Südafrika nahm nun Abschied von Winnie Mandela – ihre Person strahlte, sorgte aber auch für Schatten.

Von ihrem mit einem Nobelpreis geehrten Mann hatte sie sich 1992 getrennt, Südafrika hat die Anti-Apartheid-Kämpferin aber nie vergessen: Im Rahmen eines Staatsbegräbnisses haben gestern Zehntausende Menschen von der Anti-Apartheid-Ikone Winnie Mandela Abschied genommen. Die als Nomzamo Winifred Zanyiwe Madikizela geborene Sozialarbeiterin war 38 Jahre lang mit Nelson Mandela verheiratet gewesen, am 2. April ist die Exfrau des ersten schwarzen Präsidenten Südafrikas 81-jährig verstorben.

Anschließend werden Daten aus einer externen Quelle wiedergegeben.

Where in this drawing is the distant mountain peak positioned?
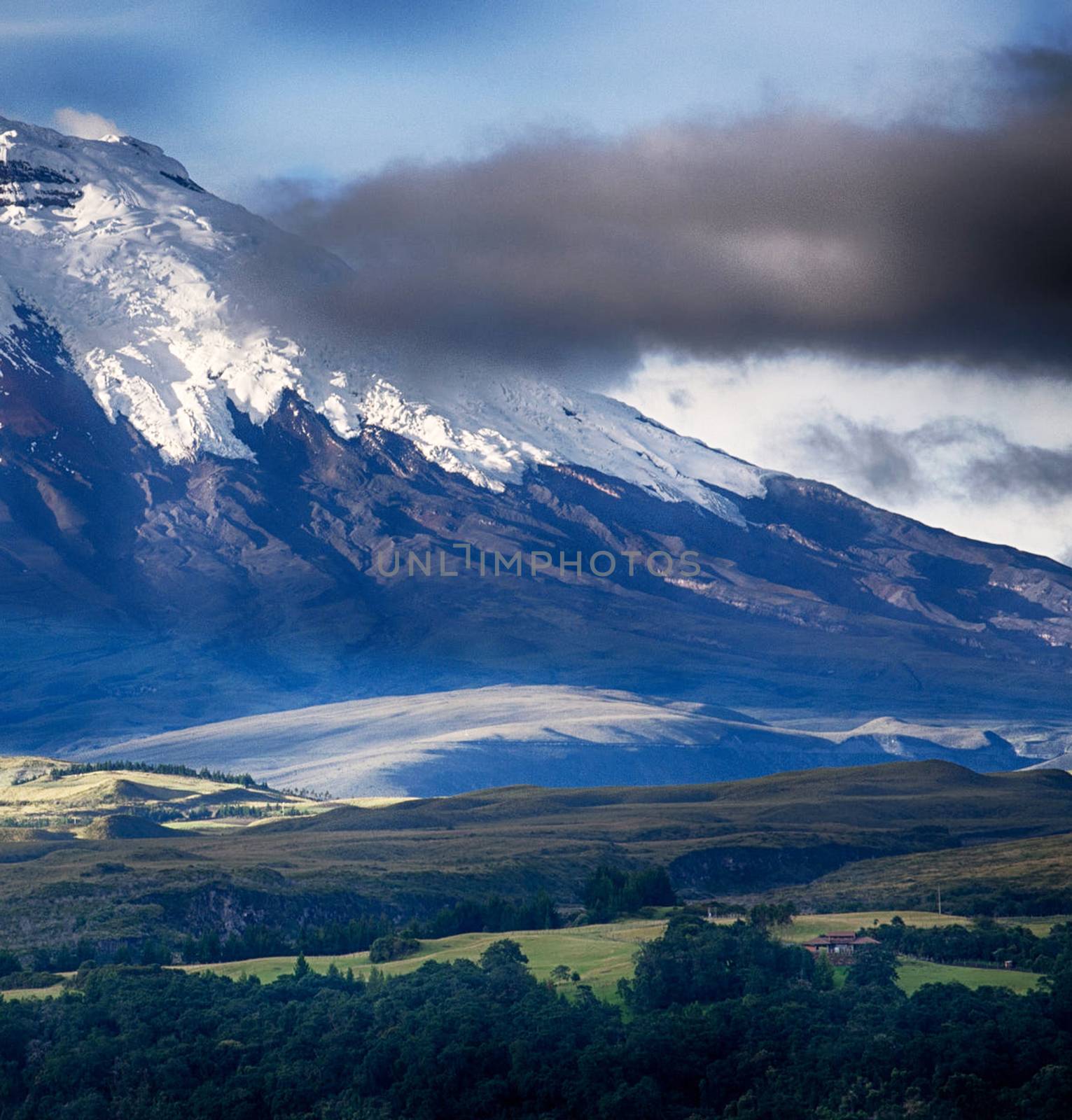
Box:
[0,112,763,522]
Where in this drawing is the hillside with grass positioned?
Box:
[0,762,1072,965]
[0,756,321,840]
[794,833,1072,914]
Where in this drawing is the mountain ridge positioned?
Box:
[0,113,1072,758]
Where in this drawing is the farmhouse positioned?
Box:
[805,930,878,965]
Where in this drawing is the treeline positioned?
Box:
[0,916,1072,1120]
[12,890,561,974]
[425,890,562,937]
[867,917,1072,972]
[583,864,678,924]
[48,760,270,791]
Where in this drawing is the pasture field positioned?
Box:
[4,911,1057,1002]
[183,920,667,1000]
[897,958,1042,995]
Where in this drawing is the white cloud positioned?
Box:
[611,357,1072,564]
[53,106,119,140]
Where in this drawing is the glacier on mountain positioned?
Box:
[0,118,765,523]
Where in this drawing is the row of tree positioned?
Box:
[0,916,1072,1120]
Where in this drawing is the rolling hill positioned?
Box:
[64,685,1040,797]
[0,119,1072,779]
[0,762,1072,948]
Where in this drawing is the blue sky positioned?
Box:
[0,0,1052,196]
[0,0,1072,561]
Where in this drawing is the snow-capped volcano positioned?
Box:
[0,120,1072,769]
[0,118,763,519]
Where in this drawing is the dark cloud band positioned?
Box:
[267,50,1072,377]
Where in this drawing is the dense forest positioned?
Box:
[0,915,1072,1120]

Winnie Mandela hatte die zwei gemeinsamen Töchter während des Gefängnisaufenthaltes ihres Mannes alleine großgezogen und den Kampf für ein Ende der Apartheid fortgeführt. Nelson Mandela hatte 27 Jahre in Haft verbracht, bis er 1990 vor den Augen der Weltöffentlichkeit Hand in Hand mit Winnie in die Freiheit ging. Seine Frau musste auch selbst immer wieder ins Gefängnis. Sie wurde gefoltert, durfte die Schwarzen vorbehaltene Siedlung Soweto nicht verlassen und wurde schließlich ins abgelegene Brandfort verbannt. Dennoch war ihre Stimme nie verstummt. Während des Soweto-Aufstands im Jahr 1976 rief sie die Studenten auf, „bis zum bitteren Ende zu kämpfen“.

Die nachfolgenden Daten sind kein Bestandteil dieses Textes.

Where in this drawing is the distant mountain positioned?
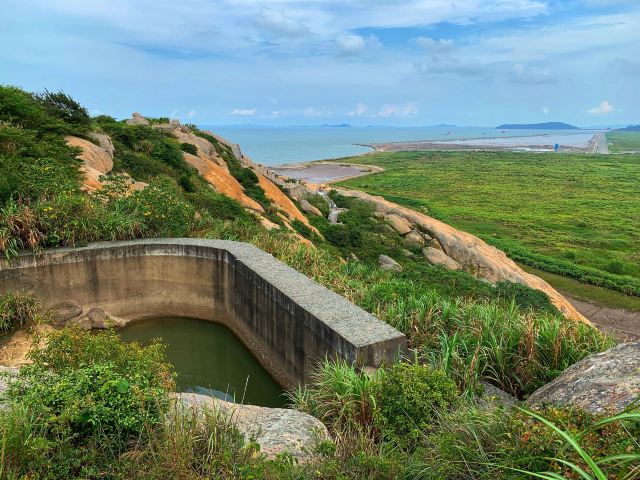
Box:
[496,122,580,130]
[614,125,640,132]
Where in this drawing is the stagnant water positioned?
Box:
[119,318,286,407]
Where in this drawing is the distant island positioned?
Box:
[496,122,580,130]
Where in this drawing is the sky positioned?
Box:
[0,0,640,126]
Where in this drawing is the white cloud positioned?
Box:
[347,103,367,117]
[377,102,418,118]
[587,100,615,115]
[302,107,330,118]
[511,63,557,84]
[415,37,455,52]
[229,108,256,117]
[254,8,309,37]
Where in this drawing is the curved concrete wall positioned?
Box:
[0,239,406,387]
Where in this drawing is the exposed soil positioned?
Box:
[565,295,640,342]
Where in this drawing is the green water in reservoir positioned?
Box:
[119,318,286,407]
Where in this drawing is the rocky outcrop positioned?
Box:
[337,188,590,323]
[176,393,330,462]
[65,136,113,192]
[182,152,264,213]
[384,213,411,235]
[422,247,460,270]
[127,112,151,126]
[527,342,640,414]
[378,255,402,272]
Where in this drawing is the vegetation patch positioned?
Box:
[342,152,640,295]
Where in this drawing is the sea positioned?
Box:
[199,125,593,165]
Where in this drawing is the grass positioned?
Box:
[520,265,640,312]
[607,131,640,153]
[340,152,640,293]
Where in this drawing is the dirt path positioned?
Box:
[563,294,640,341]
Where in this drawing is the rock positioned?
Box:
[384,213,411,235]
[127,112,151,125]
[49,300,82,323]
[527,342,640,415]
[404,230,424,248]
[88,132,115,159]
[422,247,460,270]
[182,152,264,213]
[335,188,590,323]
[378,255,402,272]
[476,382,518,410]
[300,198,323,217]
[64,136,113,191]
[176,393,330,462]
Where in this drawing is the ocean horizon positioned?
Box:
[204,125,600,166]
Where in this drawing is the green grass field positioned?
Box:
[341,152,640,295]
[607,131,640,153]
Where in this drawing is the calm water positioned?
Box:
[119,318,285,407]
[201,125,596,165]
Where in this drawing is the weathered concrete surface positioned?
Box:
[176,393,330,461]
[527,342,640,414]
[0,239,406,387]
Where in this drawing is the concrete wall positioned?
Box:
[0,239,406,387]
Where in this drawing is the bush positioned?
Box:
[375,363,458,445]
[0,292,40,333]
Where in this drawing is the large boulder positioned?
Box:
[403,230,424,248]
[336,188,589,323]
[127,112,151,126]
[384,213,411,235]
[422,247,460,270]
[176,393,330,462]
[527,342,640,414]
[378,255,402,272]
[300,198,322,217]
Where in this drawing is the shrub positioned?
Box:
[375,363,458,445]
[0,292,40,333]
[180,143,198,155]
[0,329,173,479]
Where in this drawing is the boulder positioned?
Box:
[127,112,151,125]
[176,393,330,462]
[378,255,402,272]
[300,198,322,217]
[336,188,590,323]
[422,247,460,270]
[404,230,424,248]
[527,342,640,415]
[384,213,411,235]
[49,300,82,323]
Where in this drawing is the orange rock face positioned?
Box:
[182,152,264,213]
[336,188,590,323]
[65,136,113,192]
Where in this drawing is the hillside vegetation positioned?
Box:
[342,152,640,296]
[0,87,638,479]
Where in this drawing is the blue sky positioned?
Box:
[0,0,640,126]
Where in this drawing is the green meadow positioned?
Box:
[340,152,640,296]
[607,130,640,153]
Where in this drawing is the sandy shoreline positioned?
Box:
[269,160,384,183]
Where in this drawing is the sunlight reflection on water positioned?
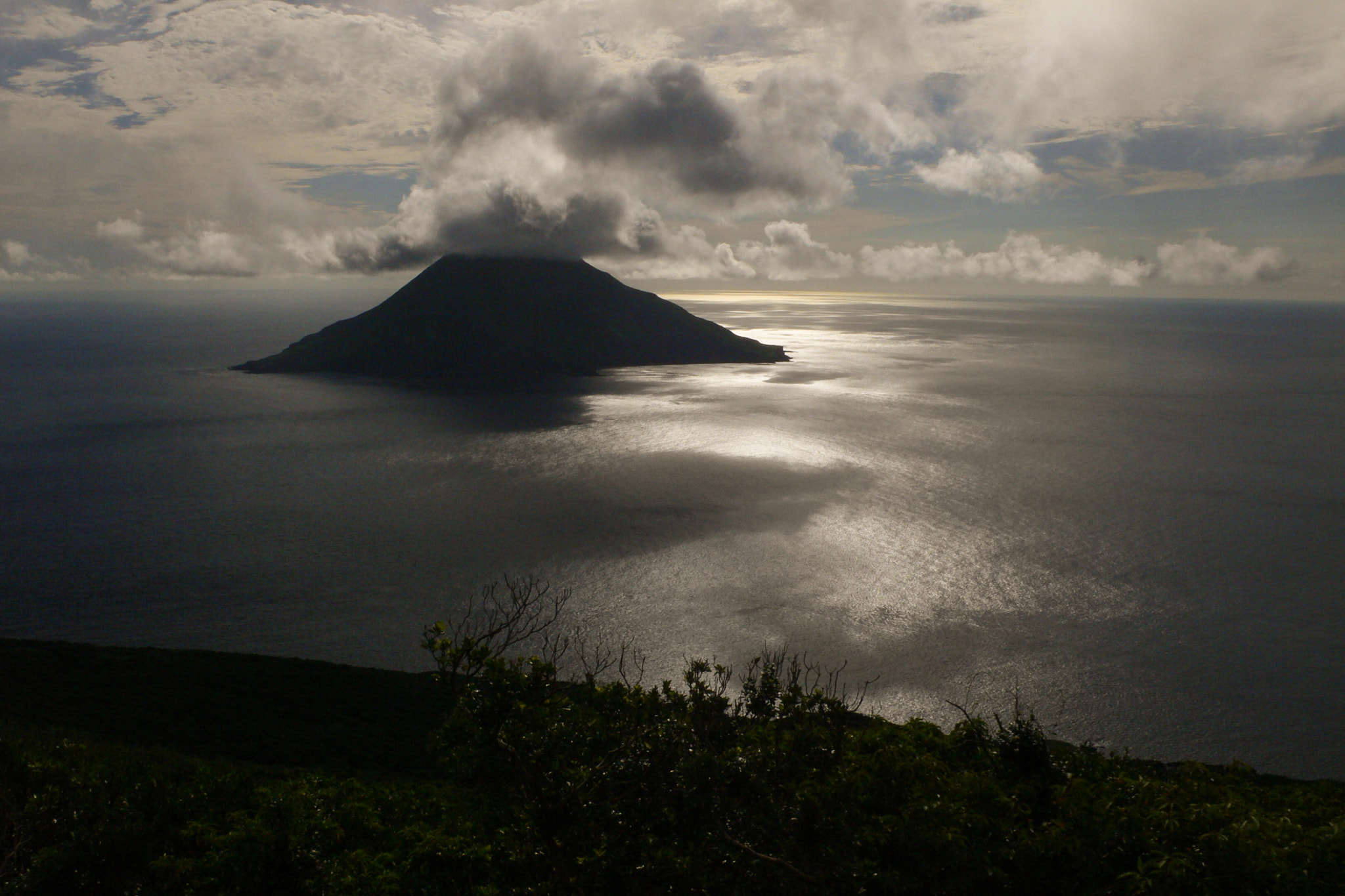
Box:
[0,294,1345,775]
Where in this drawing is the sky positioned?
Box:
[0,0,1345,299]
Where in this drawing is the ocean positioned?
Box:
[0,290,1345,778]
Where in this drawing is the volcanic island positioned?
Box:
[231,255,789,380]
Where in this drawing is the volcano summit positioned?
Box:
[232,255,789,380]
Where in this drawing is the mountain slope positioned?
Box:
[234,255,789,377]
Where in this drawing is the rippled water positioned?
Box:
[0,294,1345,777]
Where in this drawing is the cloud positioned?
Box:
[737,221,854,280]
[4,239,33,267]
[307,31,925,276]
[604,221,1298,288]
[1158,235,1298,285]
[860,232,1154,286]
[0,239,86,282]
[974,0,1345,140]
[94,218,145,242]
[912,149,1045,203]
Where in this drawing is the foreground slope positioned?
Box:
[234,255,788,377]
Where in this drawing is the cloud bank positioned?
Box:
[0,0,1345,285]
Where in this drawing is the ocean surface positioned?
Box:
[0,291,1345,778]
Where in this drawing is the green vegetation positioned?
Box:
[0,579,1345,895]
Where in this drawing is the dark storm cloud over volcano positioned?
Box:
[0,0,1345,288]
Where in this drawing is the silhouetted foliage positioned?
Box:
[0,579,1345,895]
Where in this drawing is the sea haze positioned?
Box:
[0,293,1345,778]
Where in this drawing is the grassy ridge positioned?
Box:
[0,639,1345,896]
[0,638,440,773]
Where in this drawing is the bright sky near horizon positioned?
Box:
[0,0,1345,298]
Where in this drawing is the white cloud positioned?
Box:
[860,232,1153,286]
[736,221,854,280]
[974,0,1345,137]
[912,148,1045,203]
[4,239,33,267]
[94,218,145,242]
[1158,235,1298,286]
[1229,153,1313,184]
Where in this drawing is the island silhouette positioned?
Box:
[231,255,789,380]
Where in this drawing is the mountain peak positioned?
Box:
[232,255,789,379]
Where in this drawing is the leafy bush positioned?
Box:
[0,579,1345,896]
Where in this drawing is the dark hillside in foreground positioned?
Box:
[0,639,440,773]
[234,255,789,380]
[0,641,1345,896]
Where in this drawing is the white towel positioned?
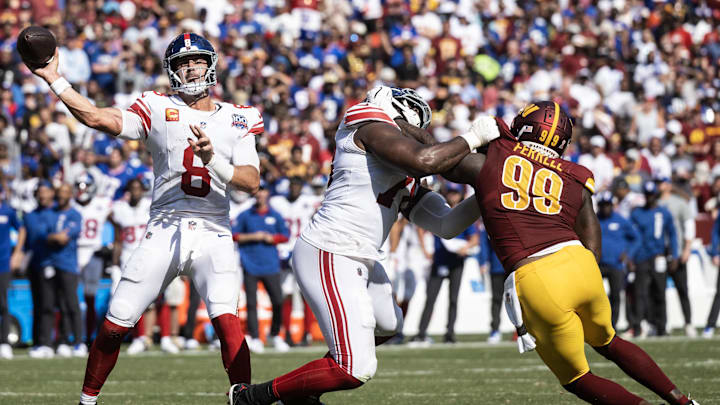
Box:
[504,272,535,353]
[178,218,205,274]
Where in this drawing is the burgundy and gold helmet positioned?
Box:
[510,101,572,157]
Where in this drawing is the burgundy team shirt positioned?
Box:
[475,119,595,273]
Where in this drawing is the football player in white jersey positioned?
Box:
[33,33,263,405]
[229,86,500,405]
[270,176,322,346]
[73,173,112,346]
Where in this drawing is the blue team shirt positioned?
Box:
[49,208,82,273]
[0,201,22,273]
[25,207,55,270]
[598,212,640,270]
[630,207,678,262]
[433,224,478,267]
[238,207,290,276]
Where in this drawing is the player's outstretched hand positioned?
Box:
[188,124,214,165]
[32,48,60,83]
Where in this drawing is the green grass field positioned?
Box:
[0,337,720,405]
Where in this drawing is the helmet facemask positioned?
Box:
[163,49,218,96]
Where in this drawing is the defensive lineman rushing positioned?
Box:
[28,33,263,405]
[230,87,499,405]
[416,101,697,405]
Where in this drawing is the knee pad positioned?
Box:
[207,303,237,319]
[105,298,144,328]
[351,352,377,383]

In den 1980er-Jahren sorgten ihr Stil und ihr Hang zur Radikalität für immer mehr Kritik. Winnie Mandela umgab sich mit wegen ihrer Brutalität berüchtigten Leibwächtern, die mutmaßlichen Verrätern mit Benzin getränkte Reifen umlegten und anzündeten – zynisch als „Halsketten“ bezeichnet. 1989 töteten ihre Leibwächter schließlich einen 14-Jährigen, den sie als Informanten verdächtigten. All das wurde zur Belastung für ihren Mann und die Anti-Apartheid-Bewegung, entfremdet hatte sich das Paar bereits während der Gefängniszeit. Trotzdem verbrachte sie 2013 die letzten Monate vor Nelson Mandelas Tod an seinem Sterbebett. In den vergangenen Jahren rückte sie zunehmend in die Rolle einer „Mutter der Nation“ und wurde zum Symbol des Kampfes gegen Intoleranz, Ungleichbehandlung und die einst alles bestimmende Rassentrennung am Kap.